We also know the first Vega GPU designs have pass the South Korean National Radio Research Agency certification (RRA) which is normally a good indication that they’re almost ready for mass consumption.
AMD also announced the Vega GPU in their professional-class Radeon Instinct deep learning accelerators at the start of December 2016. The top-end Instinct card is the MI25 and likely represents the fastest Vega can go right now.
They're going to have the gaming Vega cards on show at GDC on February 28 though, going head-to-head with an Nvidia event where the green team will be showing off the new GTX 1080 Ti GPU.
The latest rumours of release have the first Vega 10 GPUs launching in May, potentially around Computex at the end of the month, but that seems like the saltiest of speculation right now.
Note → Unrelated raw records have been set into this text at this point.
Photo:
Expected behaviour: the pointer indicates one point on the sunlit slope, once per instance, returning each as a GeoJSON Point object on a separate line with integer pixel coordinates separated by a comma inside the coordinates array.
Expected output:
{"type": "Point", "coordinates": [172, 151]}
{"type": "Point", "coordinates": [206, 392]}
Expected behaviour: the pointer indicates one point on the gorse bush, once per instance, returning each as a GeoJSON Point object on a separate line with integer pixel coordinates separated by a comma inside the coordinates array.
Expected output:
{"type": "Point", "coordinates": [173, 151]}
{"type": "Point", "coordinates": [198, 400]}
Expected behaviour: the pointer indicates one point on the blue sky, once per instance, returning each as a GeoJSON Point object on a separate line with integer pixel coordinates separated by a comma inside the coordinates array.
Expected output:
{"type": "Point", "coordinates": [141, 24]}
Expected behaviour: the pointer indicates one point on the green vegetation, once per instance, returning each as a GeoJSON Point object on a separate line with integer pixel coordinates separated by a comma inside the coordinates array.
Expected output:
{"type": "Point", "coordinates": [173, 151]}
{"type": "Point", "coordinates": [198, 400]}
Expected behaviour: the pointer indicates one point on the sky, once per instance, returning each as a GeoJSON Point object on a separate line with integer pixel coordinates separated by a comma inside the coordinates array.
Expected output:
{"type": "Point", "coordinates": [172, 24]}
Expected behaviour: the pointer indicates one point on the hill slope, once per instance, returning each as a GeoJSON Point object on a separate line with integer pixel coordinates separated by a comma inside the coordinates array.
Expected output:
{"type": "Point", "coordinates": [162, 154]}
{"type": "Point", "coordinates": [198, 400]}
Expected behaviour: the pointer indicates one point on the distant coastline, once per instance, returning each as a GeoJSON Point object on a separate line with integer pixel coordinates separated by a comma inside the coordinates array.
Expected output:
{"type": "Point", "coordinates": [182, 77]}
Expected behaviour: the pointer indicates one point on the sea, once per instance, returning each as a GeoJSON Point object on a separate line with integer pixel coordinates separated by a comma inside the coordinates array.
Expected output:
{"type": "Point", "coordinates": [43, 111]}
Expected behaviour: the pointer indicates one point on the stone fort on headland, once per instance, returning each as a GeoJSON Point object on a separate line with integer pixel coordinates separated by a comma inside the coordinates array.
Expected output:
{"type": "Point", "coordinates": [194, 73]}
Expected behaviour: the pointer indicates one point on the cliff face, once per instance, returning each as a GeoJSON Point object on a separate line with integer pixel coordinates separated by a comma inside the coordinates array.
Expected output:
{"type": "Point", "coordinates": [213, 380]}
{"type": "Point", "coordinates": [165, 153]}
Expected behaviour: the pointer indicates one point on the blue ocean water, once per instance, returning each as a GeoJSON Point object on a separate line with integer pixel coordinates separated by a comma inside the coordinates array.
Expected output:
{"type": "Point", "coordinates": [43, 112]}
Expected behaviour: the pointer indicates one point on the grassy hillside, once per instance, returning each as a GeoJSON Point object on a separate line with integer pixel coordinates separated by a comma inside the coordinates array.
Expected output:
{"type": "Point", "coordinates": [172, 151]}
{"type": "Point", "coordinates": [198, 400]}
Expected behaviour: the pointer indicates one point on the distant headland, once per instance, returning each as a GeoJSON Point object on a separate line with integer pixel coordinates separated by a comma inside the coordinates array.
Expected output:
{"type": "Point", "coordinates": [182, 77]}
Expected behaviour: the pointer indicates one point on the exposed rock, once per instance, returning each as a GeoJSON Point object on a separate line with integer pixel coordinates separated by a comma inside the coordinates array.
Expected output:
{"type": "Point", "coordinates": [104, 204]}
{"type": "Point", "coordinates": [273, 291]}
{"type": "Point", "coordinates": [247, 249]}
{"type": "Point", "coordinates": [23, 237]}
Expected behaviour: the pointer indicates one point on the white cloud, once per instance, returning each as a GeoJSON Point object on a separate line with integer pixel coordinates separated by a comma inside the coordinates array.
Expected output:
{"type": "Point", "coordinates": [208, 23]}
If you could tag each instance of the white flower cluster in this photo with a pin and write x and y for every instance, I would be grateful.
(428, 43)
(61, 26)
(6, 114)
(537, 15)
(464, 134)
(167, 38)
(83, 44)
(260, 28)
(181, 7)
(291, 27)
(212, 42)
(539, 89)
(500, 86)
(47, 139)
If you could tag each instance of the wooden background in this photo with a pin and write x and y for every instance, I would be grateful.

AMD hosted a pre-Computex event in Macau last year to show off the Polaris graphics architecture and the scuttlebutt is that they might be doing the same this Summer to fully unveil the first Vega cards just ahead of their release during the Computex trade show in Taipei.
The speculation has come from the always trustworthy WCCFTech and their sources, and claims AMD will be launching the cards at a special event during the month of May. It's possible, plausible even, but would be the first time I can remember that AMD have ever released a graphics card at Computex.
Last year's Macau event was just to offer a deep dive into the Polaris hardware, with the actual hard launch happening at the end of June. I really wouldn't be surprised to see Vega launching in the same way.
AMD lifted the lid on their new Vega GPU architecture in a series of short videos on their YouTube channel. If you don't want to listen to a load of AMD marketing folk we've distilled their tech-essence down for you.
AMD's Scott Wasson is calling Vega "the biggest improvement in our graphics IP in the past five years." And given the few details they've given away today that doesn't look like too much marketing hyperbole.
The redesigned geometry engine in the Vega GPUs is promising much higher performance. "It now has the capability to process more than twice as many polygons per clock cycle than we could in our previous generation," explains Wasson.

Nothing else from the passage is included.